Le problème de l’infestation par la mérule a fait récemment l’objet d’une question écrite au Sénat, à l’attention de la ministre chargée du Logement, soulignant les limites du système actuel en matière de détection. Dans les départements concernés par un arrêté préfectoral relatif aux termites, le diagnostic termites, obligatoire lors d’une vente, est censé rechercher la présence d’insectes xylophages, mais aussi mentionner toute trace éventuelle d’infestation par la mérule. Toutefois, comme le souligne le sénateur Christian Bruyen, cette mention n’a qu’une valeur informative et n’entraîne généralement pas la réalisation d’un état parasitaire complémentaire, celui-ci n’étant pas obligatoire. Cette situation est d’autant plus grave que la mérule se caractérise par la grande volatilité des spores qui la composent, ce qui favorise sa propagation. Des mesures curatives et préventives prises au plus tôt s’imposent afin de traiter les logements touchés et préserver leur voisinage.
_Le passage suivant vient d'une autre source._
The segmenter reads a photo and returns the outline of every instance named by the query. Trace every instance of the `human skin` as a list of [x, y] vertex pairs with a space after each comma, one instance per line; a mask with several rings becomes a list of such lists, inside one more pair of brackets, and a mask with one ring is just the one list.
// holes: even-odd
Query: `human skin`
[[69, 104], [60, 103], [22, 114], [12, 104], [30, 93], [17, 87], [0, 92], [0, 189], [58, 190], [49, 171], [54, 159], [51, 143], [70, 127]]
Face à cette situation, deux pistes d’amélioration sont envisagées par le sénateur. La première consisterait à modifier le diagnostic termites pour détecter de manière plus efficace la mérule. Cela permettrait également de prendre au plus tôt les mesures nécessaires pour l’éradiquer au plus vite. La seconde viserait à renforcer la coordination entre les acteurs locaux et nationaux, en rendant obligatoire la transmission des informations des maires vers les préfets en cas de détection. Ces propositions font écho à la publication par le Cerema, en mars 2024, d’une cartographie officielle relative aux infestations par la mérule. Cet état des lieux, très incomplet, démontrait le décalage des connaissances entre la réalité sur le terrain et les informations détenues par les pouvoirs publics.
De plus, cette étude révélait la quasi-absence d’arrêtés préfectoraux délimitant les zones à risque mérule, et ce, malgré l’obligation de prendre en compte ce risque, instaurée par la loi Alur de mars 2014. Pour les professionnels du diagnostic immobilier, renforcer la surveillance du risque mérule représenterait une avancée importante dans la protection des acquéreurs de biens comme dans la préservation du patrimoine bâti français.